Category: Rants

MVT – Why Full Factorial vs. Partial Factorial Misses the Entire Point

One of my first introductions to the larger world of testing was getting a chance to serve on a panel about Multivariate testing. I remember how divergent the opinions were and how bad the misconceptions were of the entire process. Just about everyone I talked to had these same common preconceived notion of how to use multivariate testing, and even worse almost all those notions were based on their need to propagate their sales pitches. Now as I work with more and more organizations, you see the same bad ideas replicating and groups continue to not understand the true value from multivariate testing. MVT testing is something that holds all these promises, but when done for the wrong reasons, multiplies the worst of testing, instead of facilitating the best of testing. Even worse, groups then confuse the issue, focusing on the method of the test, and not the fundamental mindset that created it. Many groups then get into debates around the “value” of the different multivariate methods out there, which is nothing more than a fools errand since any method is going to fail.

Too many times people get caught up on the “advantages” or “disadvantages” of the various forms of multivariate analysis. There are many advantages of full factorial testing, from fewer rules, better insight into interactions across tested elements, and the ability to test out non uniform concept arrays. There are many advantages to partial factorial testing, speed, forced conformity to better testing rules, more efficient use of resources. What does not matter is which one allows you to throw things at a wall and get an answer. When you are busy trying to answer the wrong question, then you can fail with any tool. It is only when you are trying to succeed that the differences between tools matter.

The fundamental use of multivariate testing for most groups is to combine multiple badly conceived A/B tests, so that they can quickly throw them all together so they can find a combination that increases results. So many groups want to try out this combination of ideas, so they think a MVT campaign is the solution. Fundamentally you can use the test that way, it is a both statistically a valid outcome and will guarantee a result, but at what cost? The challenge is that you will wasting resources, time, and are guaranteed to get a suboptimal outcome from this flawed way of thinking.
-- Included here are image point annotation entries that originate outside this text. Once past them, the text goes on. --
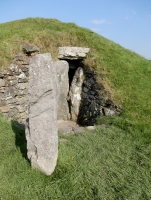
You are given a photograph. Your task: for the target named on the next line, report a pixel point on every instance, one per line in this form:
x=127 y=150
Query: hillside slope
x=126 y=74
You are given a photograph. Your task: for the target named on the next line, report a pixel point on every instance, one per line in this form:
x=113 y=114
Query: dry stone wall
x=13 y=92
x=82 y=100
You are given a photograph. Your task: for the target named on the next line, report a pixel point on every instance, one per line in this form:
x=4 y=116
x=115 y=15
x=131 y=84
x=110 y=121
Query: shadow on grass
x=20 y=139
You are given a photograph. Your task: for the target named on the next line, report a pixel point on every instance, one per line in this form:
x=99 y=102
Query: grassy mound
x=126 y=74
x=110 y=163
Any form of multivariate testing that is just used as a massive collaboration of individual tests is always going to be inefficient, since you are replicating and adding the imperfections of those individual tests in a way that magnifies those imperfections. If your goal is simply that individual outcome, and it is for way too many programs and especially agencies, then you will never get any true value from multivariate testing until you change your mindset.

Fundamentally the concept of trying to just find a combination misses a fundamental truth, that you are spending a massive amount of resources, creating all these permutations and offers, without an understanding of the efficiency of each resources.

1) All the ideas come from preconceptions and hypothesis about what does work

2) The addition of all new variants adds cost in the creation and the data acquisition to be meaningful

If we instead focus on multivariate testing as a means to filter our resources instead of simply combine them, then we are able to achieve efficiency. If we try to limit our resources and only apply them where we will get the most return, then we must always via multivariate testing as a tool to learn and be efficient, not one to just throw things out to see what works.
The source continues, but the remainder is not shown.